The Global Market For Security Exploits - Zero Day

Publish date October 17, 2018 Views: 547 Comments: 0

I’ve previously written about why everything is so easy to hack. I’ve come at the issue from two sides. On one side, the organizations that are targeted don’t understand how to defend themselves. On the other side, governments are building powerful teams of hackers that can break the most powerful and expensive security that’s already in place.

There’s a third side to the issue, however, and it makes security professionals bite their nails off. The government has deliberately invested in weakening commercially-available cyber defenses.

In my last article, I wrote that state-sponsored hacking groups will often use a zero-day exploit to accomplish a breach. These exploits are rather rare, but in terms of effectiveness they’re about as deadly as a bunker-buster bomb. What makes a zero-day exploit so dangerous?

Most commercially-available software is tested rigorously before being released. In theory, this is not just to ensure that the product is functional, but also to make sure that any consumer data is securely stored.

Software development is an extremely competitive market, however, and deadlines are always creeping up. Because of this, most testing focuses on the functionality side, and less on the security side. Oftentimes, a product is released with security flaws that a developer knows nothing about. That, in a nutshell, is a zero-day exploit.

Software developers aren’t stupid, and most software products are supported for a certain duration after they’re released. Even if a product gets pushed out with security holes in it, they’re usually patched in the first week s or months after launch. This process is still imperfect.

There are widely-used, well-supported products out there today that almost certainly have holes in them, holes that would allow a clever attacker to obtain your personal data. One good example of this from recent history was the Heartbleed bug. This vulnerability existed for two years before it was discovered, and affected some of the most heavily-trafficked sites on the internet.

In the world of zero-days, Heartbleed was a comparatively lucky find. The exploit was discovered by researchers, not hackers, and was solved with a widely-distributed patch. When an exploit is discovered by someone less ethical, bad things happen.

Remember: If you discover a flaw in a company’s product, you’ll be lucky to just get rudely brushed off, if not threatened with legal action. Faced with this intransigent attitude, many hackers and researchers decide instead to sell their findings – and the biggest buyer is the U.S. government.

The U.S. government is the world’s largest buyer of zero-day exploits. There are other buyers out there – there’s even, inevitably, a darknet marketplace that will pay in bitcoin for undiscovered bugs. No one is purchasing this data out of a concern for anyone’s well-being. Information on previously unknown security holes is being used almost entirely for the purpose of stealing data from countries believed to be hostile. This is a flawed and reckless strategy.
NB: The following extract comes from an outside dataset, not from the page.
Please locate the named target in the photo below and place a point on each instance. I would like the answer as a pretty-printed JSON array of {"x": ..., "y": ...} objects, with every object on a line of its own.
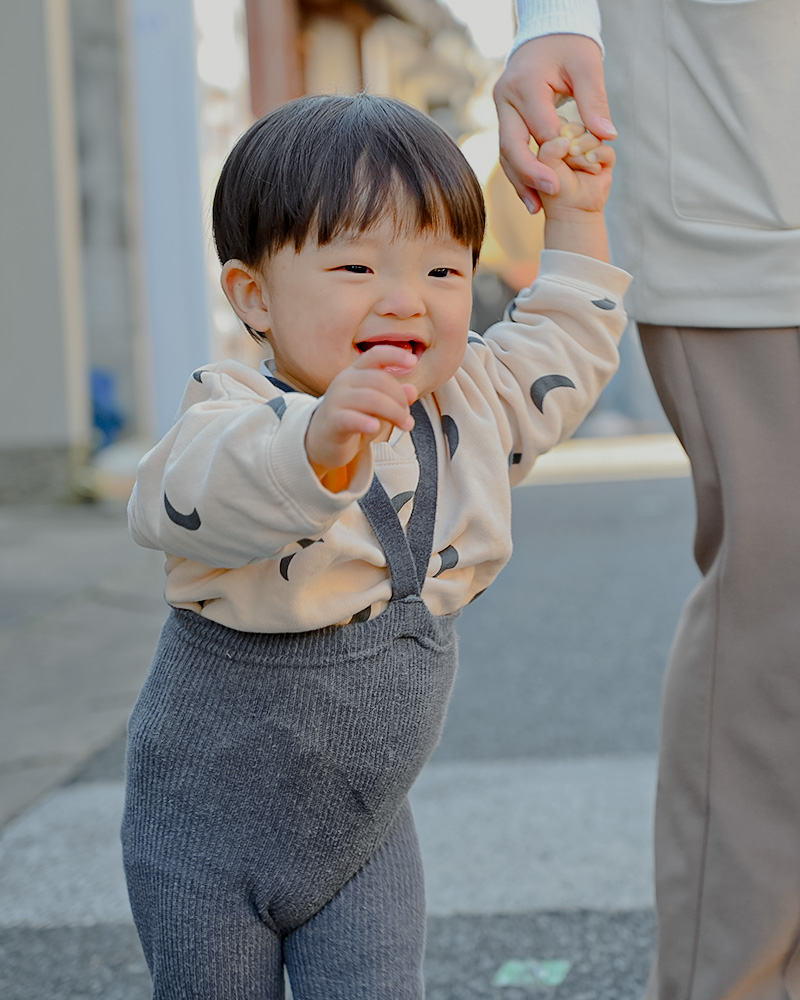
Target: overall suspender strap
[{"x": 408, "y": 555}]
A good defense is also a strong offense, right? Not in this instance. Let’s go back to the Heartbleed example. Let’s say that instead of Heartbleed being discovered by security researchers, it was first discovered by a bunch of bad guys – black hats – who then sell it to the government. (This, by the way, almost certainly did not happen.)
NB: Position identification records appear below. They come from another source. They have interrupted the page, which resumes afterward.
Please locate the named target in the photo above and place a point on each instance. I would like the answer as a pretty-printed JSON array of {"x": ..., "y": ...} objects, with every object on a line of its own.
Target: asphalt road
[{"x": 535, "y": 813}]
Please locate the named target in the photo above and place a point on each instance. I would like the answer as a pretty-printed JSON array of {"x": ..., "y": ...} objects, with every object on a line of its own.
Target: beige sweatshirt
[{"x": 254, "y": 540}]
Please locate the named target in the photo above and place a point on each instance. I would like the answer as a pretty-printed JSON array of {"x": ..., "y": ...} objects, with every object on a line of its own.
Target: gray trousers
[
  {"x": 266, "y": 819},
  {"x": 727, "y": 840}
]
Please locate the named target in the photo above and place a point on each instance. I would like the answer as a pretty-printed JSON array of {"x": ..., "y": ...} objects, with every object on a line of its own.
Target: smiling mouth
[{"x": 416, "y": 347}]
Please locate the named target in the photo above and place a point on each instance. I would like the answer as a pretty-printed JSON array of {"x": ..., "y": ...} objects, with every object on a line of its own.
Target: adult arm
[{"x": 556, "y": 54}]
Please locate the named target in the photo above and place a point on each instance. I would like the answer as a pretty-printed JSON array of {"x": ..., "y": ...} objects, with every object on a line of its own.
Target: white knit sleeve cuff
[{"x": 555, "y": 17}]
The government then goes around and uses the bug to profitably hack several foreign governments and terrorist organization – so far, so good. The thing about black hats, however, is that there are a lot of them. They’re very smart, in their criminal way, and they tend to devote their efforts to similar problems. It is entirely possible that two groups of bad guys, working independently, might discover the same security vulnerability.

Once two groups have discovered the same zero-day exploit, things get complicated. While the U.S. is busy hacking China or North Korea, the second group might be hacking businesses in America. They could even sell it to another non-aligned state, which might conceivably start hacking the U.S. government with the same exploit that the U.S. is hacking it with.

Essentially, the result of this secrecy equates twice as much theft and intrigue, which might directly result in human misery in the real world. People lose their jobs after security breaches. Their reputations are damaged; their savings and identities are stolen. There is an increasingly likelihood of real-world, physical damage and loss of life. Compare this result to the scenario in which the U.S. government discloses the Zero Day to the public.

In a world in which governments transparently disclose information security vulnerabilities, there’s a lot less strife. Heartbleed caused a large kerfuffle, but as soon as it was discovered there was a patch that could fix it.

Transparency, in the world of cybersecurity, is always going to provide better outcomes than secrecy. Unfortunately, this better world is probably beyond our reach, as it was recently revealed that the U.S. government, in conjunction with Israel, has not just been hoarding zero days, but also hacking security companies in order to reverse-engineer their products.